SAPLF president Lenox won't say much about re-naming discussions with the former donor candidate, because "these relationships ... are very serious business." And library-board resignation letters suggesting quid pro quo, certainly muck up the process, she said, noting that Ingle's resignation letter was the reason the grant was withdrawn.

Lenox will allow that not offering such naming opportunities "could hamstring fundraising." Because "philanthropy is lagging behind in our community ... and big donors like `businessman` Red McCombs and `Clear Channel CEO` Lowry Mays are looking to `Texas` A&M and Southwest Texas `College`," because of San Antonians' reluctance to hang new donor names on the public facilities they support, she said.

Who's reluctant?
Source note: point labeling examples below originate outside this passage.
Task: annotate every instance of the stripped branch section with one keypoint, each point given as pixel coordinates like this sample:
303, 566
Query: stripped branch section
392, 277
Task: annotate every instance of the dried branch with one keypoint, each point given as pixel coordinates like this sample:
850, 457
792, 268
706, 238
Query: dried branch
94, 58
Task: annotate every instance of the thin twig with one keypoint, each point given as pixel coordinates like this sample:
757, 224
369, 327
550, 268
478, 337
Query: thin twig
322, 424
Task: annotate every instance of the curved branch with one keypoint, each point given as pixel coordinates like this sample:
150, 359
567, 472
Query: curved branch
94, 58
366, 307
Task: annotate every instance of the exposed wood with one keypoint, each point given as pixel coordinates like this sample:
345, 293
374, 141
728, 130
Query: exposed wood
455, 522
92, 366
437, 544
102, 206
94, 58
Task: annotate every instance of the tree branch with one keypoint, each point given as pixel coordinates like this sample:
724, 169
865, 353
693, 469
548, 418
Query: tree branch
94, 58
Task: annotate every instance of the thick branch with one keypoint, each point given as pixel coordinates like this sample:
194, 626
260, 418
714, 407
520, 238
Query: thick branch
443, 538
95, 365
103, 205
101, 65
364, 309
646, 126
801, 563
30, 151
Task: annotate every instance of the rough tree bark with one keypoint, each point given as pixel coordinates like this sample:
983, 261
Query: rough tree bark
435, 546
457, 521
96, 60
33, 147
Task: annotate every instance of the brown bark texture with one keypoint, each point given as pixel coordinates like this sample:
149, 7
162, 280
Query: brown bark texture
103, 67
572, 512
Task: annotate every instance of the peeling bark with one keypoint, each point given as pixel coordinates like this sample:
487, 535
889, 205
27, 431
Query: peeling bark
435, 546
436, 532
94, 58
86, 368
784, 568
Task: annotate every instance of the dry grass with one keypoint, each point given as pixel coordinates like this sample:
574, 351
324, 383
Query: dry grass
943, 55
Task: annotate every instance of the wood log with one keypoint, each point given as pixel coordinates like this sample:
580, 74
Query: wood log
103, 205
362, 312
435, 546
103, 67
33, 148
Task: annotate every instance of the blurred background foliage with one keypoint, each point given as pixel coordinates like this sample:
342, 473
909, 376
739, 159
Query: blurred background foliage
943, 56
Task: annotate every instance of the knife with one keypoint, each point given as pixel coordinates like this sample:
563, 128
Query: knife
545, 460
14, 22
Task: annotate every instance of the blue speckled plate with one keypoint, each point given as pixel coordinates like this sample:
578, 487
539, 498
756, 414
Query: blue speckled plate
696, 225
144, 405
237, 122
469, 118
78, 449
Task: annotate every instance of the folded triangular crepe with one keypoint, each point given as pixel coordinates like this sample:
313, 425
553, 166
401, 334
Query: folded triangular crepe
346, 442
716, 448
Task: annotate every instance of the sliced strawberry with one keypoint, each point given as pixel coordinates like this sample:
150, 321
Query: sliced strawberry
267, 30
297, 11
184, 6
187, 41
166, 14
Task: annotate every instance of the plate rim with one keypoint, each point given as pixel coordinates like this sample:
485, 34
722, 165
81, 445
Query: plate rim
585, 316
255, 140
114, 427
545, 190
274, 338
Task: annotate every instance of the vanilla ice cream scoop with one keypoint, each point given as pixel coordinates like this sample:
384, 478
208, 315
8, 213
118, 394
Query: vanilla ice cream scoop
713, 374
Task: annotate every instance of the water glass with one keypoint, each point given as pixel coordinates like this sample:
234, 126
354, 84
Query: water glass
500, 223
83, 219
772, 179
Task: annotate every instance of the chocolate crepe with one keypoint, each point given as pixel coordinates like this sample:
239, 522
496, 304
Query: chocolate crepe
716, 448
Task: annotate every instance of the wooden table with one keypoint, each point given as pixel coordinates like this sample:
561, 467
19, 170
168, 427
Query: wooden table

Look at Mayor Hardberger's "Tobin-is-Terrific" letter, sent to the library board in support of the name change this May. (The mayor's wife is a director for the Tobin Theatre Arts fund, a separate nonprofit, also funded by Tobin's estate, so he's no doubt used to the name.) He offered this curious line: "`W`hile I do not believe the Library Board should ever offer a 'quid pro quo' for the naming of library branches, I believe that we should seize the opportunity to honor individuals whose exceptional support for our libraries and our communities deserve recognition."

Wait a minute. Who, besides our worried ghost, was talking about quid pro quo? Other members on the library's 110- person board. In the last branch re-naming (a hard-feelings vote that will bring the new John Igo library, named after a former San Antonio College legend, to the Northwest Side), the issue of selling naming rights for libraries as if they were sports stadiums came up.

Which brings us back to that cautioning ghost, and the things that are left unsaid. Library Board Chairman John Nicholas said they have named facilities after donors in the past. About half are named after people - wealthy donors, do-gooders, former librarians, a former Northeast ISD superintendent. Others are named after local celebrities like Maury Maverick Jr., and Henry Guerra Jr., and Julia Yates Semmes - a woman whose foundation gave $1 million to the Library Foundation.

Now that the library's grant application to the endowment has been withdrawn, it remains to be seen whether the Oakwell re-naming will spark a conversation about the price and criteria used to put donor names on public buildings. And: will there still be a serious movement to make a Tobin Branch, or will there not be? That is the question.

A public hearing to discuss the re-naming is set for Friday at 4 p.m. at the Oakwell Branch at 4134 Harry Wurzbach Dr.